You'd need to firm up the requirements some. Does the wheel have to be moved a certain amount in each direction within some time frame? Does moving the wheel too far reset things? What tolerance is there on the amount of the turn? That will have two effects - one on the kind of encoder (cheap --> expensive) and one on the code. The higher the accuracy requirements, the more expensive the encoder needed, and the more important to provide feedback (which is why safe dials have numbers on them).
If you are handy, you could build your own thingy to detect the position of the wheel - put some pins on the shaft to act as cams operating some microswitches.
Gray code for extra win. If you only care what quadrant the wheel is in, then two switches will be enough. Three will get you an octant.
The sketch would keep an array of the last N quadrants that it sensed the wheel in. When it senses that the wheel has moved to a new quadrant (with some debounce, of course), then everything gets shifted down by one and the new quadrant gets pushed onto the end of the array.

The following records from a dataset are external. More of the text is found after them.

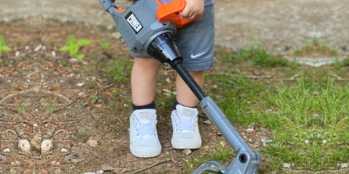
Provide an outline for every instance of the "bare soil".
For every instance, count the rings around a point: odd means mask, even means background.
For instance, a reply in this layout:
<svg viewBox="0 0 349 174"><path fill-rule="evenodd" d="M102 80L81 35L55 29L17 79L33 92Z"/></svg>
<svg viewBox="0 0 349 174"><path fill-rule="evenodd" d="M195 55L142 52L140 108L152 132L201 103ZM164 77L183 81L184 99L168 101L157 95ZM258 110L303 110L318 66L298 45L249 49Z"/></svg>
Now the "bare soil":
<svg viewBox="0 0 349 174"><path fill-rule="evenodd" d="M74 61L57 50L73 33L77 38L111 42L107 54L121 58L127 55L128 48L120 38L110 37L112 31L38 17L1 23L0 28L6 45L14 48L0 59L0 173L100 170L106 173L183 173L190 172L185 164L191 159L205 157L217 145L230 148L213 125L203 123L208 118L202 112L199 122L203 147L189 155L172 148L169 109L158 113L162 154L150 159L133 157L128 149L128 81L113 81L103 75L105 70L98 63L102 61L103 54L95 42L81 50L87 55L83 61ZM128 60L132 63L131 58ZM165 76L163 80L174 81L171 72L162 70L161 74ZM115 88L119 94L112 93ZM93 100L94 95L98 100ZM164 96L161 89L158 95ZM267 139L269 132L248 134L246 128L238 129L246 141L250 139L252 147L260 150L261 139ZM30 150L18 146L20 140L30 142ZM48 152L42 150L45 140L53 142Z"/></svg>

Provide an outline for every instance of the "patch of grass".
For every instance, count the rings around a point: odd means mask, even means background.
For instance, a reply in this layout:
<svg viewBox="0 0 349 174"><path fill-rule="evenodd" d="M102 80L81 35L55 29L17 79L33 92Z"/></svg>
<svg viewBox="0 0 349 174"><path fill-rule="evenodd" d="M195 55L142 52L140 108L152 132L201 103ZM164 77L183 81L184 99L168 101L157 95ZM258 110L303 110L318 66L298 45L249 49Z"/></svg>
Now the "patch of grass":
<svg viewBox="0 0 349 174"><path fill-rule="evenodd" d="M0 35L0 56L2 55L2 52L9 52L12 49L10 47L5 45L5 40L3 39L3 37Z"/></svg>
<svg viewBox="0 0 349 174"><path fill-rule="evenodd" d="M282 172L284 163L293 164L296 171L334 169L349 159L349 85L307 75L295 83L271 85L227 73L208 78L224 89L216 91L216 100L233 125L254 122L257 129L272 131L272 142L260 152L272 160L271 171ZM216 150L210 159L230 162L232 156Z"/></svg>
<svg viewBox="0 0 349 174"><path fill-rule="evenodd" d="M277 92L268 101L278 111L275 116L281 125L270 127L274 130L274 142L265 155L278 163L294 163L313 171L346 162L349 134L343 130L349 119L346 102L349 101L349 86L341 87L330 79L303 80L290 87L278 87ZM341 151L341 155L336 151Z"/></svg>
<svg viewBox="0 0 349 174"><path fill-rule="evenodd" d="M289 63L282 57L270 55L260 45L255 47L242 49L241 52L237 54L237 58L240 61L249 61L253 66L285 66Z"/></svg>
<svg viewBox="0 0 349 174"><path fill-rule="evenodd" d="M80 127L77 129L76 135L77 138L83 139L86 136L86 130L84 128Z"/></svg>
<svg viewBox="0 0 349 174"><path fill-rule="evenodd" d="M115 83L128 83L131 65L126 58L111 61L106 67L107 76Z"/></svg>
<svg viewBox="0 0 349 174"><path fill-rule="evenodd" d="M325 45L319 38L314 37L311 42L295 52L296 56L339 56L333 48Z"/></svg>

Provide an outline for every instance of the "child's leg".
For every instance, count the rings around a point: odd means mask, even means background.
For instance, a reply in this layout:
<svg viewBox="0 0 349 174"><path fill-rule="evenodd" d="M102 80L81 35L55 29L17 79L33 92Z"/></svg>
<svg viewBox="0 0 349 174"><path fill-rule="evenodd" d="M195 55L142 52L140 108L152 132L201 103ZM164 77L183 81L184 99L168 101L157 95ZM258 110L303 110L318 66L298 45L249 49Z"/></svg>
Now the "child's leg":
<svg viewBox="0 0 349 174"><path fill-rule="evenodd" d="M154 58L135 58L131 74L133 104L143 106L154 100L158 72L161 65Z"/></svg>
<svg viewBox="0 0 349 174"><path fill-rule="evenodd" d="M204 71L191 72L190 74L199 86L202 88L204 85ZM177 74L177 101L188 107L196 107L199 103L199 100L188 87L188 85L184 82L181 77Z"/></svg>
<svg viewBox="0 0 349 174"><path fill-rule="evenodd" d="M190 72L199 86L204 84L204 71ZM201 137L198 124L199 100L184 81L177 75L177 100L171 113L173 127L171 143L177 149L197 149L201 147Z"/></svg>
<svg viewBox="0 0 349 174"><path fill-rule="evenodd" d="M132 68L134 111L130 117L130 150L138 157L154 157L161 152L153 102L160 65L154 58L135 58Z"/></svg>

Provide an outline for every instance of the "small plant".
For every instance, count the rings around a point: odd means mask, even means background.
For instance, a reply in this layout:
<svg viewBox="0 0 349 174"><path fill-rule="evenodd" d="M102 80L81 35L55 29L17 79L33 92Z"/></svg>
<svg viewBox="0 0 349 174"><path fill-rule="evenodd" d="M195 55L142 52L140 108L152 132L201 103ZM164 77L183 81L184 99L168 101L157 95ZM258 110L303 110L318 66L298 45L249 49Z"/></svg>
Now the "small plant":
<svg viewBox="0 0 349 174"><path fill-rule="evenodd" d="M75 36L74 35L70 35L68 36L66 40L67 45L61 47L59 50L62 52L69 51L69 55L70 56L75 56L77 58L82 59L85 55L80 54L78 52L82 47L90 45L91 40L78 40L75 43L74 42L75 38Z"/></svg>
<svg viewBox="0 0 349 174"><path fill-rule="evenodd" d="M0 56L2 55L3 52L11 51L12 49L6 45L5 45L5 40L2 35L0 35Z"/></svg>
<svg viewBox="0 0 349 174"><path fill-rule="evenodd" d="M98 96L96 95L91 95L90 98L93 102L96 102L96 101L99 99Z"/></svg>
<svg viewBox="0 0 349 174"><path fill-rule="evenodd" d="M120 90L119 89L115 88L112 90L112 93L114 95L119 95L120 94Z"/></svg>
<svg viewBox="0 0 349 174"><path fill-rule="evenodd" d="M103 49L108 49L109 47L110 47L110 42L102 42L101 40L98 40L97 41L97 43L99 44L99 45L101 45L101 47L102 47L102 48Z"/></svg>
<svg viewBox="0 0 349 174"><path fill-rule="evenodd" d="M54 111L54 104L52 102L48 103L47 106L46 106L46 111L50 113Z"/></svg>
<svg viewBox="0 0 349 174"><path fill-rule="evenodd" d="M23 102L20 102L16 106L17 112L21 113L25 111L24 106L23 106Z"/></svg>
<svg viewBox="0 0 349 174"><path fill-rule="evenodd" d="M84 128L79 128L77 133L77 137L80 139L84 139L86 136L86 131Z"/></svg>

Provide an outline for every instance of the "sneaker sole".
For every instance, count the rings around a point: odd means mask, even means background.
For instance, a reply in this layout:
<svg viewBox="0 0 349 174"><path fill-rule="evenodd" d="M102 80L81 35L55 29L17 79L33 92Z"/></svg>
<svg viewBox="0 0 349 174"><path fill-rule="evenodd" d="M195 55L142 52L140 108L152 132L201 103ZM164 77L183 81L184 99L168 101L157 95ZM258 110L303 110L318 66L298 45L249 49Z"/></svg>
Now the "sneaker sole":
<svg viewBox="0 0 349 174"><path fill-rule="evenodd" d="M134 156L140 158L150 158L150 157L155 157L160 154L161 154L161 147L158 149L152 149L151 150L140 150L135 148L133 146L131 145L130 146L130 150Z"/></svg>
<svg viewBox="0 0 349 174"><path fill-rule="evenodd" d="M193 143L193 142L196 142ZM201 140L171 140L172 148L175 149L198 149L201 148Z"/></svg>

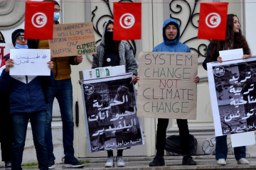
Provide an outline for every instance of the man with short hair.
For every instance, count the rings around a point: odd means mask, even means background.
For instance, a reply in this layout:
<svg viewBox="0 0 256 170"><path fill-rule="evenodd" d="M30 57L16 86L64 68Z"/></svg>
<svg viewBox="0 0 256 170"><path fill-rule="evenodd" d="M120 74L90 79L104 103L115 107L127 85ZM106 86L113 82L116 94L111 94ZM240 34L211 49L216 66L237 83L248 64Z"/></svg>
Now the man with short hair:
<svg viewBox="0 0 256 170"><path fill-rule="evenodd" d="M54 24L59 24L60 4L53 0L43 1L54 1ZM31 48L48 49L48 40L29 40L28 46ZM79 162L74 156L74 120L73 114L73 88L71 83L70 65L78 65L82 62L82 56L63 56L51 60L53 62L53 72L55 80L52 86L44 89L47 102L46 122L46 142L48 157L48 169L55 169L55 156L51 131L53 116L53 104L56 98L60 109L61 120L63 122L63 142L64 148L64 167L81 168L84 164Z"/></svg>
<svg viewBox="0 0 256 170"><path fill-rule="evenodd" d="M179 42L180 29L177 21L167 19L163 26L164 42L155 47L153 52L191 52L190 48ZM199 82L199 77L194 79L195 83ZM166 129L169 123L167 118L159 118L156 130L156 155L154 160L149 163L149 166L164 166L164 147L166 138ZM196 162L192 159L189 152L189 130L186 119L177 119L179 130L182 154L183 155L183 165L196 165Z"/></svg>

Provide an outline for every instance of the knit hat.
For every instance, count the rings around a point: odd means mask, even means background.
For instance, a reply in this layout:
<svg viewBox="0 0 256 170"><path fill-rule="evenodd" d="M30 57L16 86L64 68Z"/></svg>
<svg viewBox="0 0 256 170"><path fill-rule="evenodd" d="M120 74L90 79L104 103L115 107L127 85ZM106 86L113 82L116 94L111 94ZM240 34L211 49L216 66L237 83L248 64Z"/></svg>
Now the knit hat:
<svg viewBox="0 0 256 170"><path fill-rule="evenodd" d="M11 40L14 46L15 46L16 40L18 36L24 36L24 30L23 29L17 29L14 31L11 34Z"/></svg>

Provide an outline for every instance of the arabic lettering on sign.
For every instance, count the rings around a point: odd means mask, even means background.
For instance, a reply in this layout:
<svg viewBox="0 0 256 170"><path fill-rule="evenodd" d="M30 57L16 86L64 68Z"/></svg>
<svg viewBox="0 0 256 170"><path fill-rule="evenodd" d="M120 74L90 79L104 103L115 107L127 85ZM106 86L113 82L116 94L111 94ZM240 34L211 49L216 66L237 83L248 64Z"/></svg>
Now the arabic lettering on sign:
<svg viewBox="0 0 256 170"><path fill-rule="evenodd" d="M47 59L48 56L46 54L43 54L43 55L40 56L38 54L36 54L36 57L22 57L22 56L16 56L15 60L15 65L19 65L19 64L26 64L26 63L36 63L38 61L40 62L41 60L41 59ZM46 62L48 62L47 60L46 60Z"/></svg>

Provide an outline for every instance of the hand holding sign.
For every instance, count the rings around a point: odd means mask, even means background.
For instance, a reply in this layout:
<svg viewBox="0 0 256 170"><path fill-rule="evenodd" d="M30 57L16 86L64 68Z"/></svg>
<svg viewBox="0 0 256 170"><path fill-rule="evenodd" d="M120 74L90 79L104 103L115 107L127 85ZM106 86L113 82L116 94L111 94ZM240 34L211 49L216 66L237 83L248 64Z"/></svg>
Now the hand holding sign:
<svg viewBox="0 0 256 170"><path fill-rule="evenodd" d="M50 50L12 49L9 63L10 75L49 76L53 64L50 60Z"/></svg>
<svg viewBox="0 0 256 170"><path fill-rule="evenodd" d="M14 60L9 59L6 62L6 72L9 72L10 71L10 67L14 66Z"/></svg>

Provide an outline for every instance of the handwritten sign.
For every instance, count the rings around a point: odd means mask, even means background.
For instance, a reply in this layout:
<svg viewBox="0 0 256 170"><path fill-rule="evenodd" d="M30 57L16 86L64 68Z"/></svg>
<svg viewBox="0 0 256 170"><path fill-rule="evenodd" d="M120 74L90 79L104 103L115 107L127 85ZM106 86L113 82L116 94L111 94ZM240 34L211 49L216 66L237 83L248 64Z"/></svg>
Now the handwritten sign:
<svg viewBox="0 0 256 170"><path fill-rule="evenodd" d="M138 116L196 118L196 54L140 52L139 66Z"/></svg>
<svg viewBox="0 0 256 170"><path fill-rule="evenodd" d="M49 45L54 57L96 54L92 23L55 24Z"/></svg>
<svg viewBox="0 0 256 170"><path fill-rule="evenodd" d="M47 64L50 60L50 50L11 49L10 58L14 61L14 67L10 68L10 75L50 75Z"/></svg>
<svg viewBox="0 0 256 170"><path fill-rule="evenodd" d="M143 144L132 74L82 80L90 152Z"/></svg>
<svg viewBox="0 0 256 170"><path fill-rule="evenodd" d="M0 43L0 66L5 57L10 57L10 50L13 49L14 45L10 43Z"/></svg>
<svg viewBox="0 0 256 170"><path fill-rule="evenodd" d="M207 64L216 136L256 130L256 57Z"/></svg>

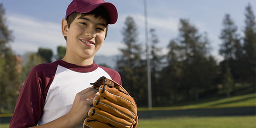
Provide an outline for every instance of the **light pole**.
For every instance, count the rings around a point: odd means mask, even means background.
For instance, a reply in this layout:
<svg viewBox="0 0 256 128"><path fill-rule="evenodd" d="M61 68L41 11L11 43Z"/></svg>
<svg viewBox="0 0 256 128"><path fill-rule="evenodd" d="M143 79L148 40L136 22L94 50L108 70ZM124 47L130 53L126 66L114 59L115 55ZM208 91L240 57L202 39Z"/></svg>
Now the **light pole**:
<svg viewBox="0 0 256 128"><path fill-rule="evenodd" d="M148 38L148 17L147 14L147 1L144 0L144 15L145 20L145 37L146 44L146 52L147 56L147 68L148 76L148 108L152 108L152 95L151 91L151 67L150 65L150 58L149 58L150 50Z"/></svg>

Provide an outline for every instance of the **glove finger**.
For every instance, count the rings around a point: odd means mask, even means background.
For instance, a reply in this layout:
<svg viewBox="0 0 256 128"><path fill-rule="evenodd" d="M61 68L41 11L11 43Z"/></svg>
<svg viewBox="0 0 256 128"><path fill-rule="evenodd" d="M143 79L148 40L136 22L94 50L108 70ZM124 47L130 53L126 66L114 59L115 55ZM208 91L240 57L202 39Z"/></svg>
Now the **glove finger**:
<svg viewBox="0 0 256 128"><path fill-rule="evenodd" d="M101 96L95 96L93 104L95 107L129 122L133 122L136 118L136 116L131 111L112 102Z"/></svg>
<svg viewBox="0 0 256 128"><path fill-rule="evenodd" d="M125 119L115 116L102 110L93 107L88 113L91 118L105 124L110 124L117 128L130 128L133 122L129 122Z"/></svg>
<svg viewBox="0 0 256 128"><path fill-rule="evenodd" d="M115 87L102 85L99 91L100 95L109 101L129 109L135 114L137 114L137 107L132 97L119 91Z"/></svg>
<svg viewBox="0 0 256 128"><path fill-rule="evenodd" d="M90 118L87 118L85 119L84 121L84 128L116 128L113 127L113 126L103 123L102 122L99 122L96 119Z"/></svg>

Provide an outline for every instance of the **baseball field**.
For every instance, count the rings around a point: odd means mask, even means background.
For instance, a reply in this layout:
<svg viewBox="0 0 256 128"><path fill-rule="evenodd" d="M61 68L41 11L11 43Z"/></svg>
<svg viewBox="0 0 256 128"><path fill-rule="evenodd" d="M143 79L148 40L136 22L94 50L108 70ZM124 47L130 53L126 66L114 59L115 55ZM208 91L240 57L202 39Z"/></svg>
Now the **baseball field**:
<svg viewBox="0 0 256 128"><path fill-rule="evenodd" d="M225 108L256 106L255 93L224 98L198 104L169 108L153 108L153 110L174 110L197 108ZM146 111L140 108L139 111ZM0 124L0 128L8 128L9 124ZM155 118L140 119L139 128L256 128L256 116L255 115L233 116L176 116Z"/></svg>
<svg viewBox="0 0 256 128"><path fill-rule="evenodd" d="M1 128L7 128L9 124L0 125ZM143 119L140 120L138 128L255 128L256 117L253 116Z"/></svg>

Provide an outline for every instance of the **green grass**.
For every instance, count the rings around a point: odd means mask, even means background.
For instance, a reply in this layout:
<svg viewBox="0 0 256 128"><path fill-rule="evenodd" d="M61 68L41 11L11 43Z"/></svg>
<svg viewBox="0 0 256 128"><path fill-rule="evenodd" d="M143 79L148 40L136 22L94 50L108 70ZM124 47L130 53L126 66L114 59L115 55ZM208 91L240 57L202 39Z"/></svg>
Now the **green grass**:
<svg viewBox="0 0 256 128"><path fill-rule="evenodd" d="M9 124L0 124L8 128ZM188 117L158 119L141 119L138 128L255 128L256 116Z"/></svg>
<svg viewBox="0 0 256 128"><path fill-rule="evenodd" d="M217 100L208 100L205 102L168 107L156 107L151 110L180 110L202 108L219 108L256 106L256 93L224 98ZM138 111L148 111L148 108L140 108Z"/></svg>
<svg viewBox="0 0 256 128"><path fill-rule="evenodd" d="M255 128L256 116L170 118L139 120L139 128Z"/></svg>

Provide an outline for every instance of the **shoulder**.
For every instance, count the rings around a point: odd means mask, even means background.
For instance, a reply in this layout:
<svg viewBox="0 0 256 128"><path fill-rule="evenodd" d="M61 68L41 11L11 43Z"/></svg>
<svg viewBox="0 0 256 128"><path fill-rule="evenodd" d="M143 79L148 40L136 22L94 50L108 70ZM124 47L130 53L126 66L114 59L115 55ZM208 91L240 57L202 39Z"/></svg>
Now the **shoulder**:
<svg viewBox="0 0 256 128"><path fill-rule="evenodd" d="M46 77L54 75L58 67L58 61L51 63L43 63L38 64L31 69L29 74L37 76Z"/></svg>
<svg viewBox="0 0 256 128"><path fill-rule="evenodd" d="M102 68L109 75L112 79L118 83L122 85L122 80L120 74L116 70L111 68L106 67L103 66L99 66L99 67Z"/></svg>

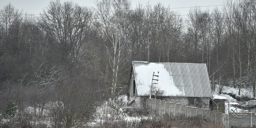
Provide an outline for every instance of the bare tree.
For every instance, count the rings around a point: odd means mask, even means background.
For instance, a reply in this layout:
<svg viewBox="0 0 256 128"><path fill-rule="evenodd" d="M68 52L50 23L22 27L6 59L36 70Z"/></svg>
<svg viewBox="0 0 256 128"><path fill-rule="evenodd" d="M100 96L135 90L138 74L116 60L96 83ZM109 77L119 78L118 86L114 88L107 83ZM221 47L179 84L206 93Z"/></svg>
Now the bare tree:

So if your code is "N, clockwise West, antiCW S, clockwise S, anti-CW N", then you record the quadrants that the wheel is in until the sequence matches
N E S W S W N E S E N
At which point - open.
as an alternative to this kind of absolute positioning with cams, you can use quadrature encoding to count the ticks and adopt the convention that if the wheel is motionless for more than 3 seconds, then whichever way it is now counts as being north. This is the same as using a relative rotary encoder.
Essentially, I'm suggesting that you can add cams and microswitches to the wheel shaft to build your own rotary encoder.
If you don't want to hack up the wheel, then perhaps use a rotary encoder with a wheel on the end, and rig that wheel up to run against the shaft with a spring to keep it in good contact.
Given the OPs suggested combination style - lefts and rights in different sizes, a relative encoder seems simplest. Assume that after some number of seconds of inaction (ten?) that the system is reset. Then look for movement and check against the combination.